The UK will remain committed to action against climate change despite its vote to leave the European Union, energy secretary Amber Rudd said today.
Speaking at an annual climate summit for business leaders in London, Rudd said that while she believes “the UK’s role in dealing with a warming planet may have been made harder by the decision last Thursday, our commitment to dealing with it has not gone away”.
“Climate change has not been downgraded as a threat,” she said. “It remains one of the most serious long-term risks to our economic and national security.
“I was lucky enough to lead the world-class team of British diplomats at last year’s Paris climate talks. Our efforts were central to delivering that historic deal,” she noted, adding that “the UK will not step back from that international leadership. We must not turn our back on Europe or the world.”
Rudd also noted that UK investment in renewable power projects and technologies has increased by 42 per cent since 2010, and that “in 2014, 30 per cent of all of Europe’s renewable energy investment took place in the UK”. She said government’s support for renewables “is expected to double during this Parliament” to more than £10bn ($13bn).”
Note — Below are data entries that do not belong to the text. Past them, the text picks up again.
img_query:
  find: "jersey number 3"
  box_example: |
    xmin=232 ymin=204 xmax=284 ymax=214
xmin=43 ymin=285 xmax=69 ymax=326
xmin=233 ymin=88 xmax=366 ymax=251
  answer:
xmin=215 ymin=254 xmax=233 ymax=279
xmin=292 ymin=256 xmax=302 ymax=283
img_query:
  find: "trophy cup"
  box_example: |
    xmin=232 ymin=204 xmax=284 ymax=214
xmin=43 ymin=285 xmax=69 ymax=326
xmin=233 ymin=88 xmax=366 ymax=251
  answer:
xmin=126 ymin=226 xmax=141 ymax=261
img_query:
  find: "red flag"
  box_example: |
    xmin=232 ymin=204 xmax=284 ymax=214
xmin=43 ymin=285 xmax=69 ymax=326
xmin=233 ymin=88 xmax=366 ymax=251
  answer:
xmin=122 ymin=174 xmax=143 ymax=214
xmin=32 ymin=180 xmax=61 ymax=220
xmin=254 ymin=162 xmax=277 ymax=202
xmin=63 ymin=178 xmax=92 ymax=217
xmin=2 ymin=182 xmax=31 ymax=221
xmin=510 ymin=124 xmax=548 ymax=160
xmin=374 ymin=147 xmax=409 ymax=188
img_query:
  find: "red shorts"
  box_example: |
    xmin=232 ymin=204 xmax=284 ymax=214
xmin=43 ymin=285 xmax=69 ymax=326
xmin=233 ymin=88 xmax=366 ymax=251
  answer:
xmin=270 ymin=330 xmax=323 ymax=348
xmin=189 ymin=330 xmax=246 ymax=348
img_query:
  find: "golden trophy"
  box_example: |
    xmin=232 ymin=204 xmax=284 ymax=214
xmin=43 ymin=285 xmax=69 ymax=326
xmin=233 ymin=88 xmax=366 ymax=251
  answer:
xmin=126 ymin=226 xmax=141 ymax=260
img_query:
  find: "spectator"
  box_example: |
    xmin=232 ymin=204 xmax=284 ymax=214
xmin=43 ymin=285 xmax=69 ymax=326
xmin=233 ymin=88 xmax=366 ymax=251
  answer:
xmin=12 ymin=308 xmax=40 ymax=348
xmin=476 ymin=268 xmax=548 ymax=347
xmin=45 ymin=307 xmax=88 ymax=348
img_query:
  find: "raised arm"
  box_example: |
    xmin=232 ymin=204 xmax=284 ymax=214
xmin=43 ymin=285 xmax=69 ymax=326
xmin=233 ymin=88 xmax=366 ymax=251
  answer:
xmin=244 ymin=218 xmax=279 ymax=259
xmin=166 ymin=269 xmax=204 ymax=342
Rudd also confirmed that the government is still due to announce its carbon emissions target for 2030, or ‘carbon budget’, this week, despite fears that the Brexit vote would cause the deadline to be missed.
Under the policy, the UK would commit to reducing its carbon emissions by 57 per cent below 1990 levels by 2032 – a stronger target than that set by the EU, which is aiming for a 40 per cent cut by 2030.